Monday, 18 January 2010

Britain needs a dose of One Nation Toryism

The economic crisis has predominated political headlines in this country for most of the last eighteen months. The next General Election will be fought on economic issues. The part that can most convince the British people it is the best party to sort out our economic mess will be victors in May. What has not been in the news and what will not be the subject of key-note speeches from the party leaders in May is the breakdown in society we are experiencing in Britain today.

To halt this breakdown in the social fabric of the United Kingdom, Britain desperately needs a dose of One Nation Conservatism. Liberal, compassionate, caring conservatism that kick starts the social revival Britain is craving for. This is what David Cameron must offer the British people at the next election because it is the right thing to do.

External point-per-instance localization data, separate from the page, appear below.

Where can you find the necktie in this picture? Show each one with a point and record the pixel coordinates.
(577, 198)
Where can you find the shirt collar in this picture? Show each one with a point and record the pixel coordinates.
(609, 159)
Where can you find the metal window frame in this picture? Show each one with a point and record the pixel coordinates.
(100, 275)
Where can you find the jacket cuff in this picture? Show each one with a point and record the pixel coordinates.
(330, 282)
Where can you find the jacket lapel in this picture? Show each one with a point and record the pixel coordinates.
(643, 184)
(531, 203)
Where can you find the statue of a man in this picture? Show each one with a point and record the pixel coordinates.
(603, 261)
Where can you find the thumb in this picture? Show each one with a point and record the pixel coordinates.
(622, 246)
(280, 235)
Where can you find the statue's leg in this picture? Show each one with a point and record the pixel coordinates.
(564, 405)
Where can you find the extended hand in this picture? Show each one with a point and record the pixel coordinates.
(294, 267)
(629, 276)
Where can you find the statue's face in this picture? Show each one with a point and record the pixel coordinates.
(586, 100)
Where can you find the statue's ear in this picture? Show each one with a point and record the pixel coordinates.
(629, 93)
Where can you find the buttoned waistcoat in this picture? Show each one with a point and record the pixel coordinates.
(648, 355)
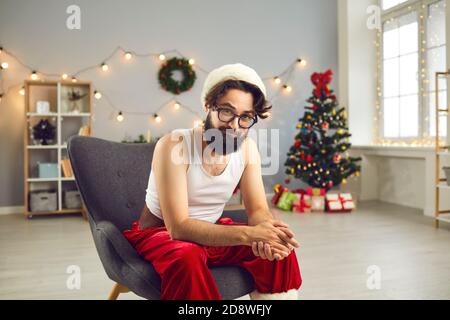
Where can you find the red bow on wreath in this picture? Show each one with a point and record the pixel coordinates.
(321, 81)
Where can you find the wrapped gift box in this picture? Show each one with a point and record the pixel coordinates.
(303, 204)
(342, 202)
(286, 201)
(317, 199)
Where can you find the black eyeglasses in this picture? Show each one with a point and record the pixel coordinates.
(227, 115)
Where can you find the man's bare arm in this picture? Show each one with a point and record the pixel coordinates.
(171, 182)
(252, 187)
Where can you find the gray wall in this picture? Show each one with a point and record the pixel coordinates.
(266, 35)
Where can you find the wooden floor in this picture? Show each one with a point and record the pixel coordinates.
(335, 252)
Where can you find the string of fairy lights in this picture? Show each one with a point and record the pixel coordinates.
(423, 80)
(282, 80)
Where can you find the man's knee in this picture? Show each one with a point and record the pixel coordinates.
(189, 254)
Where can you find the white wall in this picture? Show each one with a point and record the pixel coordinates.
(357, 65)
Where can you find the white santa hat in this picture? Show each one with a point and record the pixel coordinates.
(236, 71)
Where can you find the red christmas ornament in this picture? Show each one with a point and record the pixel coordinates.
(325, 125)
(337, 158)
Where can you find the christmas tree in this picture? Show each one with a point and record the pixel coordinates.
(319, 156)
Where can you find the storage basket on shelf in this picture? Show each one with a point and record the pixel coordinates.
(72, 199)
(43, 200)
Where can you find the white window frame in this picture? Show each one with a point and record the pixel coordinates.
(421, 7)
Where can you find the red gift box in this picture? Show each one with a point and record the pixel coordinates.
(342, 203)
(279, 189)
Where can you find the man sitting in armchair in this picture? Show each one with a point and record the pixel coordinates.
(193, 175)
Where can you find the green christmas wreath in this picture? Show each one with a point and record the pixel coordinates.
(174, 86)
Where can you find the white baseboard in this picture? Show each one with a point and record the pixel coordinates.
(11, 210)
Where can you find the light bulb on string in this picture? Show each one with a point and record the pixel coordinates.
(34, 75)
(128, 55)
(198, 123)
(97, 95)
(120, 116)
(302, 62)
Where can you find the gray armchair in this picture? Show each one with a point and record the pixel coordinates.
(112, 178)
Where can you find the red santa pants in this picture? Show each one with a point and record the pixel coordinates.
(183, 266)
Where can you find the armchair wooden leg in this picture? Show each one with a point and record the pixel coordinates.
(117, 289)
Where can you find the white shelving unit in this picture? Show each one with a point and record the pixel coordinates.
(67, 124)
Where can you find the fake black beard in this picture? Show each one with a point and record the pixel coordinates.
(232, 141)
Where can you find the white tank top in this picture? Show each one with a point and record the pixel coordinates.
(207, 194)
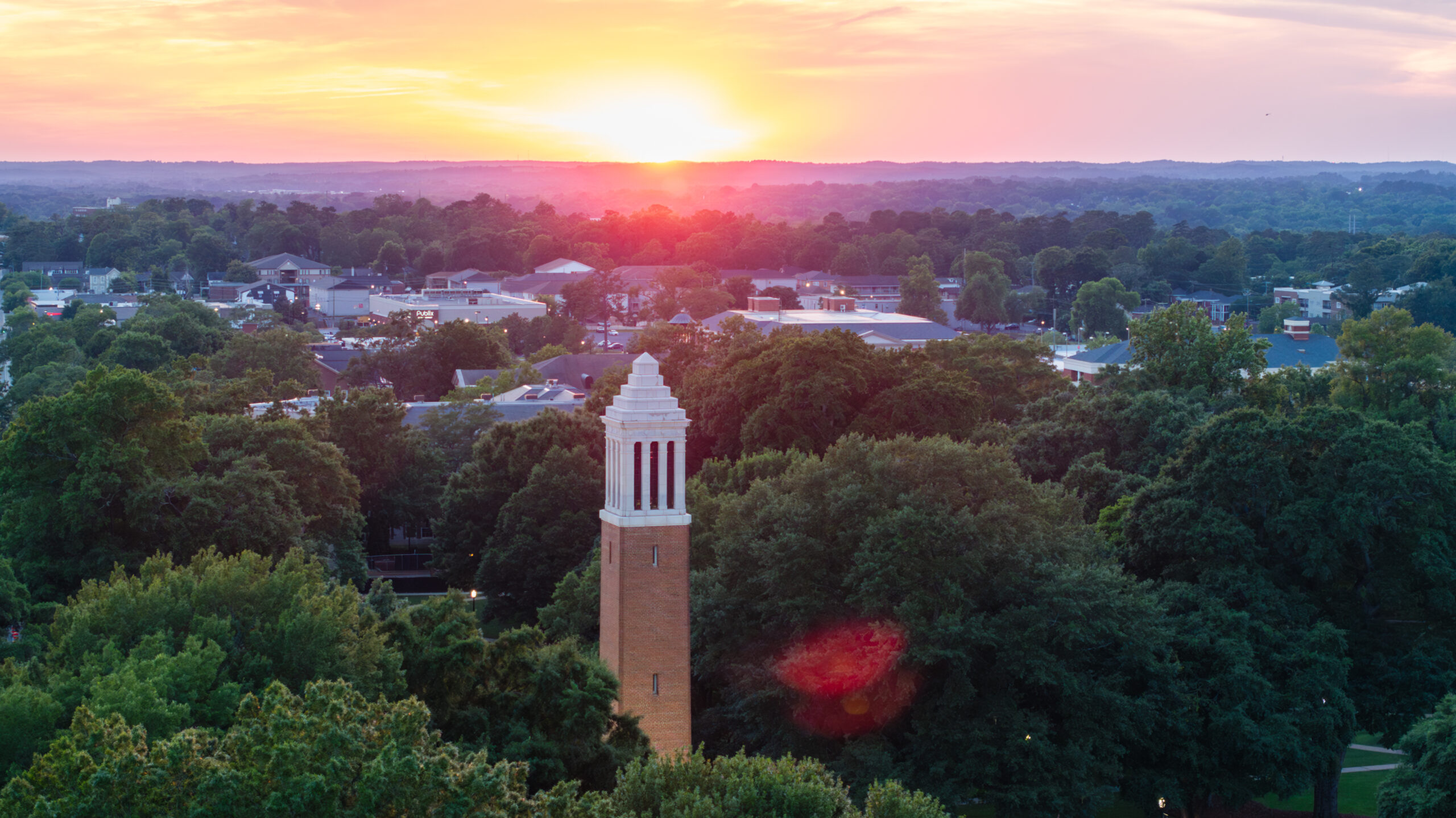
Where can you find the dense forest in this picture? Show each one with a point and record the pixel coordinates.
(1189, 584)
(1239, 197)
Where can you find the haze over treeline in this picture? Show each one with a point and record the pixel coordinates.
(1410, 197)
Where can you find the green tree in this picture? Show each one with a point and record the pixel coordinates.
(519, 696)
(791, 391)
(15, 298)
(787, 296)
(399, 473)
(1104, 444)
(391, 259)
(425, 364)
(849, 261)
(919, 292)
(241, 272)
(312, 475)
(1434, 303)
(542, 532)
(1236, 722)
(329, 751)
(500, 466)
(1392, 369)
(1272, 318)
(1365, 284)
(1054, 272)
(576, 605)
(755, 785)
(282, 351)
(139, 351)
(1228, 268)
(84, 473)
(1178, 348)
(1340, 513)
(983, 300)
(1010, 373)
(1424, 785)
(1101, 306)
(190, 328)
(929, 536)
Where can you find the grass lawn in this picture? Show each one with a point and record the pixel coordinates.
(1356, 792)
(1120, 809)
(1369, 759)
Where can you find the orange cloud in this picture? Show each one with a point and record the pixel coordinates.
(833, 81)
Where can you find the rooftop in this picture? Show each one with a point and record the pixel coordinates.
(1315, 351)
(472, 300)
(279, 259)
(893, 325)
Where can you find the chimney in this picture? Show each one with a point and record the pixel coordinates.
(1296, 329)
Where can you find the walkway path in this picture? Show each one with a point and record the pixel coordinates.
(1374, 767)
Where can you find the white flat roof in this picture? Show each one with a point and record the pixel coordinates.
(475, 300)
(830, 316)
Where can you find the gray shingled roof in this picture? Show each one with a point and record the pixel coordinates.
(277, 259)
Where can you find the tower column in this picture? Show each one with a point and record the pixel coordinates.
(646, 558)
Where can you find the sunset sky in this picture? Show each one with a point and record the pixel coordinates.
(978, 81)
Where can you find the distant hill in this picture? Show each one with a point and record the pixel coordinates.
(1238, 196)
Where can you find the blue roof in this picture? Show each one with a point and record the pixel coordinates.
(1119, 353)
(1314, 353)
(1317, 351)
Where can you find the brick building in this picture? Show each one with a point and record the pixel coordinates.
(644, 558)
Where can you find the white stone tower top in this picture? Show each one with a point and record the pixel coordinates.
(647, 460)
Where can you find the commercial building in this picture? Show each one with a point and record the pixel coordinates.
(878, 329)
(287, 268)
(464, 280)
(1290, 348)
(564, 267)
(1314, 301)
(437, 308)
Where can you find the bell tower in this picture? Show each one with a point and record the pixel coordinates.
(644, 558)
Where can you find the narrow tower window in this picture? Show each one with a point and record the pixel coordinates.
(637, 476)
(653, 466)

Unlike some in the Conservative Party, I do not hold some romantic hopes for a Thatcherite revival in Britain after the next election. Indeed I think the last thing Britain needs is a dose of the Iron Lady's medicine. Margaret Thatcher was a fantastic Prime Minister, one of our best. But she was a women of her time. She could only ever have been elected as a Conservative at that time with those set of circumstances. Thatcherism revived the British economy and raised it to great strength. But its complete failure to take account of Britain's social needs as well as its economic needs has meant that Thatcher herself must take some of the blame for our broken society. Thatcherism is always defined in economic terms, nobody can ever really come up with a definition of what Thatcherite Social Policy ever was; that's because Thatcher never really had a social policy. What little social policy she did have largely manifested itself in her cruel vilification of the homosexual community.

But the social challenge facing us today is comparable to the economic challenge facing Thatcher in 1979. That is why Britain needs a One Nation Conservative government that will repair the damage of the last thirty years. Disraeli's observations of a society of 'two nations' in his novel Cybil ring true today. Under Labour, the rich have gotten richer whilst the poor have gotten poorer, Labour has built fewer council houses than the Conservatives did under Thatcher, Britain is now a country devoid of social mobility and we have nearly 20% of 18-24 year olds unemployed. All of this under a government that supposedly cares. A One Nation government, spurred on by the likes of Disraeli and Macmillan, reconciled to the welfare state and Labour's achievements such as the minimum wage, should carry on the great Conservative tradition of social reform after the next election.

If David Cameron does win the next election, as I certainly hope he will, he will have to deal with the nation's finances. But he must do that with regard for the wider ramifications of his actions for society. The Conservatives must not ignore Britain's social needs as they did the last time they were in government; they must realise them and address them. David Cameron will then become the social reformer he so evidently wants to be.